# Clustering algorithms

**Contents**

Clustering is a unsupervised Machine Learning algorithm that groups a set of objects in such a way that objects in the same group (called a cluster) are more similar (in some sense) to each other than to those in other groups (clusters). [Suggested introductory reading]. Here, I shall talk about three of them namely EM clustering, k-means and hierarchical clustering.

### EM clustering

We have \(N\) data samples (unlabelled) \(D= \{ x_1,x_2,\dots,x_N \}\) spanning \(c\) classes \(w_1,w_2,\dots,w_c\). In order to simplify our analysis let’s assume \(c=3\) and \(N=500\). We can write the prior and likelihood as follows

Prior | Likelihood |
---|---|

\(P(w_1)\) | \(P(x/w_1) \sim \mathcal{N}(\mu_1,\sum_1)\) |

\(P(w_2)\) | \(P(x/w_2) \sim \mathcal{N}(\mu_2,\sum_2)\) |

\(P(w_3)\) | \(P(x/w_3) \sim \mathcal{N}(\mu_3,\sum_3)\) |

#### Gaussian Mixture Model (GMM)

The problem can be formulated as a GMM

\[P(x/\theta)=P(w_1)P(x/w_1)+P(w_2)P(x/w_2)+P(w_3)P(x/w_3)\]Given, the data points \(\{ x_1,x_2,\dots,x_N \}\) our goal is to find the parameter \(\theta\) (consists of \(\mu_i \text{, } \sum_i \text{ and } P(w_i)\)) using MLE (ML Estimation).

#### Expectation maximization to solve GMM parameters

We can find the parameters using an iterative scheme. We can initialize \((\mu_i,\sum_i)\) with some random values and then iterate over the expectation and maximization steps until convergance is achieved.

**Expectation**

Assuing \((\mu_1,\sum_1)\) are available, we can perform Bayesian classification on \(\{ x_1,x_2,\dots,x_n \}\) using likelihood at some iteration as

\[x_k \in w_i \text{ iff } P(x_k/w_i)>P(x_k/w_j) \forall j \neq i\]**Maximization**

Given some \(x_k\), then what are \((\mu_i,\sum_i)\) that maximize for those \(x_k\) to have \(P(x_k/w_i) \sim \mathcal{N}(\mu_i,\sum_i)\)?

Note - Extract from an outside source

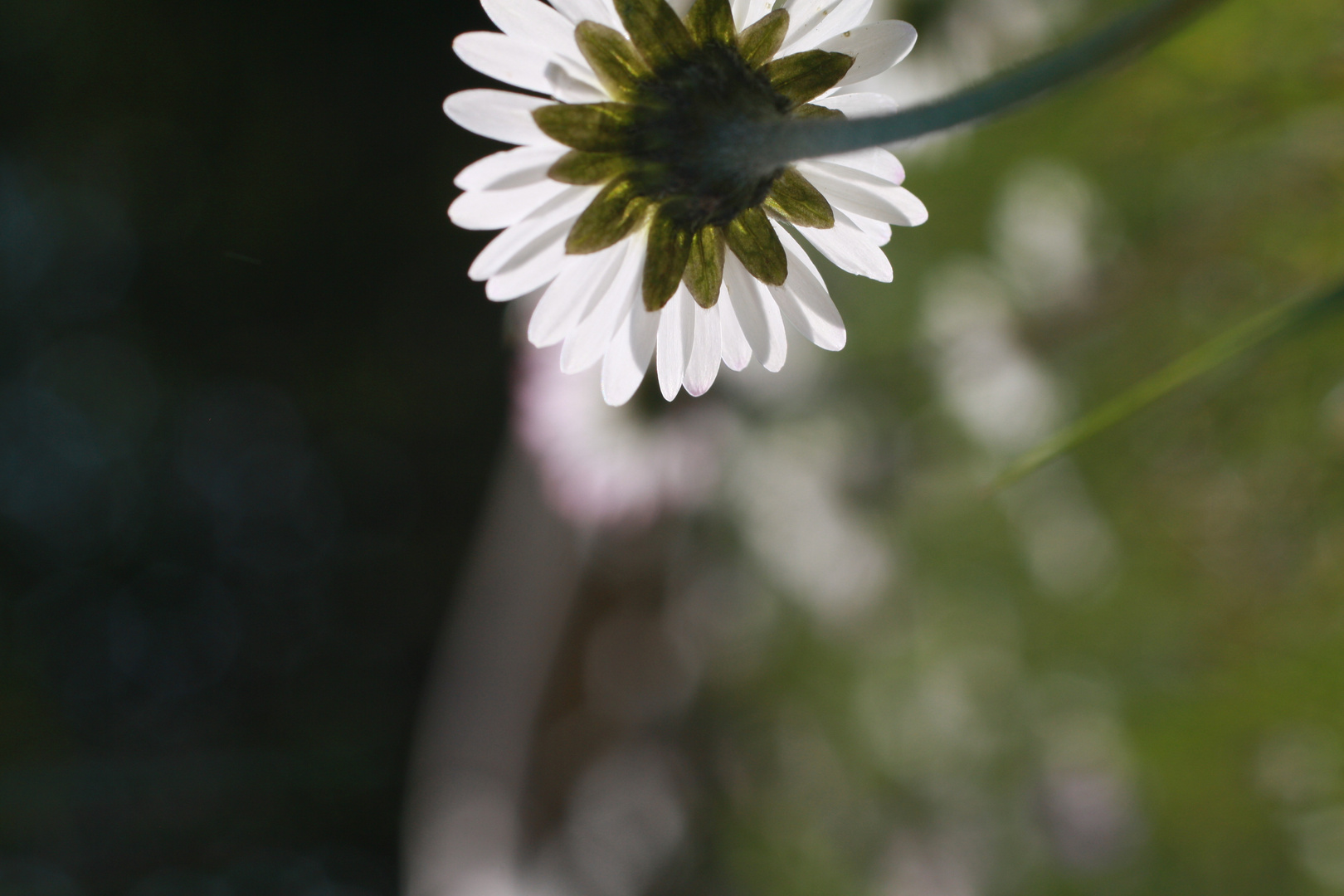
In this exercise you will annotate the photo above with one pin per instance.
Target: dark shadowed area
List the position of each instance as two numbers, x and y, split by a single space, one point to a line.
249 402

\[\{ x_1,x_2,\dots,x_n \} \in w_i\]Using MLE,

\(\mu_i = \frac{1}{N_i} \sum_k x_k \forall x_k \in w_i\) \(\sum_i = \frac{1}{N_i} \sum_k (x_k-\mu_i)(x_k-\mu_i)^T \forall x_k \in w_i\)

Thus, we have the updated values for $(\mu_i,\sum_i)$ and can now again perform expectation step in an iterative way untill convergance.

### k-means clustering

Let us assume identity covarience matrix i.e. $ | \sum | = 1 $, we can write \(P(x_k/w_i) = \frac{1}{(2\pi)^{d/2}} e^{ \frac{-1}{2} (x_k-\mu_i)^T (x_k-\mu_i)} = \frac{1}{(2\pi)^{d/2}} e^{ \frac{-1}{2} \| x_k-\mu_i \| ^2 }\)

Algorithm

- Descide the number of clusters, $c$
- Assume $\mu_i$ for classes $1:c$
- Expectation
- \(x_k \in\) if \(P(x_k/w_i)>P(x_k/w_j) \forall i \neq j\)
- if \(\| x_k-\mu_i \| ^2 \leq \| x_k-\mu_j \| ^2 \forall i \neq j, \text{ then } x_k \in w_i\)

- Maximization \(\mu_i = \frac{1}{N_i} \sum_k x_k \forall x_k \in w_i\)
- Repeat step 2 and 3 untill convergence, \(\| \mu_i^t-\mu_i^{t-1} \| ^2 \to \text{constant}\)

#### Below code shows the implementation

As shown in the above two figures the k-means algorithm correctly clusters the data points into three clusters.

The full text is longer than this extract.